The study found that non-commercial R&D might differ in many significant ways from its commercial counterparts. However, it is possible that the sum of these differences cancels each other out such that total costs, timeframes and attrition rates would be largely equivalent to commercial R&D. If non-commercial R&D is characterized by equivalent or lower costs, equivalent or longer timeframes, and equivalent attrition rates to commercial R&D, the final expected direct costs and quantity of products resulting from a pipeline of non-commercially developed candidate technologies would be equivalent to those resulting from commercial R&D. In other words, the estimated parameters of the P2I v2.0 model are supported by this analysis, keeping in mind the differences between P2I averages and other estimates available in the literature for commercial R&D.

That said, this study identified a number of significant differences between non-commercial and commercial R&D. The many variables that affect cost, timeframes and attrition rates also highlight that caution is merited when comparing any single trial, product or organization against average benchmarks, as there are many legitimate reasons for departure from the mean. Therefore, the P2I model may need to be modified when applied more narrowly. While differences may get averaged out when the model is applied to a pipeline of nearly 450 candidates across a broad range of diseases (the intended use of the P2I model), they may be magnified in the narrower context of a single disease, technology type, or organization.

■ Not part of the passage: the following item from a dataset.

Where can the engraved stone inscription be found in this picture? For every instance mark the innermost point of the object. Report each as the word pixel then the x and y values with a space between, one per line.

Finally, we re-emphasize that the small size and heterogeneity of the dataset means that these are tentative conclusions. Further quantitative research is needed to test these hypotheses against larger datasets. And further qualitative research is needed to deepen our understanding of the strengths and weaknesses of non-commercial R&D initiatives, and how well they function as alternatives to the traditional commercial model, especially beyond neglected diseases where commercial interests are higher.

Conclusions

This was an observational, descriptive and analytic study of non-commercial R&D initiatives. The main limitations of the study were the small non-random sample size and the short period of time in which the study was conducted, which can partially explain the limited amount of quantitative data received. We also recognize that respondents may have had incentives to report costs, timeframes or attrition rates that were favourable to their organizations. Although we sought to check quantitative data against publicly available sources, in general very little relevant data was in the public domain or it was only available at a high level of aggregation. As a result, we have sought to be cautious in drawing inferences from the data.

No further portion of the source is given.